S’opposer à un bilan, ce n’est pas s’attaquer à une personne, c’est critiquer un mandat inefficace !

bilan

À chaque campagne municipale, le même réflexe ressurgit. Lorsque les critiques deviennent trop nombreuses, trop précises, trop difficiles à balayer, certains responsables politiques choisissent une échappatoire bien connue : se poser en victime.

À Savigny-le-Temple, la maire sortante explique aujourd’hui que les critiques seraient dirigées contre sa personne, et non contre les enjeux de la commune. Une lecture pour le moins commode de la situation.

Car enfin, après plusieurs années à la tête de la ville, qui pourrait sérieusement croire que les difficultés actuelles seraient tombées du ciel ?
La réalité est pourtant simple :

Quand on dirige, on assume.

Les critiques ne visent pas une femme, un caractère ou une sensibilité.
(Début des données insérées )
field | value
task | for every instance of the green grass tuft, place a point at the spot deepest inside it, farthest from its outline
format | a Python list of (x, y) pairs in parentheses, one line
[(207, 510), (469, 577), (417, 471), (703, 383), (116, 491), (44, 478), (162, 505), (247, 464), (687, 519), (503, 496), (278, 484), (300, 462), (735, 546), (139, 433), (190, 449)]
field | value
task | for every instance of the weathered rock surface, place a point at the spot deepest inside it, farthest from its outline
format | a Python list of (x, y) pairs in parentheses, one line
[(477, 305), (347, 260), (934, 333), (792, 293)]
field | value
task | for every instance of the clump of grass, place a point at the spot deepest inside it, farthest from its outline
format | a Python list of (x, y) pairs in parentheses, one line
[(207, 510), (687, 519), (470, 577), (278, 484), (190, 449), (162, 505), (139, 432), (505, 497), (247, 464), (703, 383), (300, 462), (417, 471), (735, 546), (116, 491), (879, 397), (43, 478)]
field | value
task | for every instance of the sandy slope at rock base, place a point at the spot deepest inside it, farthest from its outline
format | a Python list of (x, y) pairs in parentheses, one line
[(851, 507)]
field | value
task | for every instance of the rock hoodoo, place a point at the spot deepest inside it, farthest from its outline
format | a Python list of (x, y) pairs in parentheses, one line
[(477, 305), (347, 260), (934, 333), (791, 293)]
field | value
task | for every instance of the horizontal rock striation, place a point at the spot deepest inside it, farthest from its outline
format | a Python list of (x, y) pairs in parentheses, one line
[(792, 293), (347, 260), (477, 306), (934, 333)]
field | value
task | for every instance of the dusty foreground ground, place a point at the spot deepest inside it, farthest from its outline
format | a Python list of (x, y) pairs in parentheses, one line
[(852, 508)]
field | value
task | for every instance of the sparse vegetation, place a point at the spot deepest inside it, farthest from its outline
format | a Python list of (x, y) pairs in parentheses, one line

Elles portent sur :

  • un programme appliqué ou abandonné,
  • des décisions prises… ou repoussées,
  • une orientation politique maintenue pendant des années.

Ce n’est pas une attaque personnelle que de dire que ces choix ont conduit Savigny-le-Temple là où elle se trouve aujourd’hui.
C’est une lecture politique légitime.

La fausse empathie comme bouclier

Lorsque la difficulté surgit, le discours change subtilement de registre. On convoque l’émotion, l’empathie, le respect, la hauteur. On parle de « querelles stériles » sans jamais nommer les sujets qui dérangent.
Une manière élégante de dire : ne me jugez pas sur les résultats, jugez-moi sur l’intention.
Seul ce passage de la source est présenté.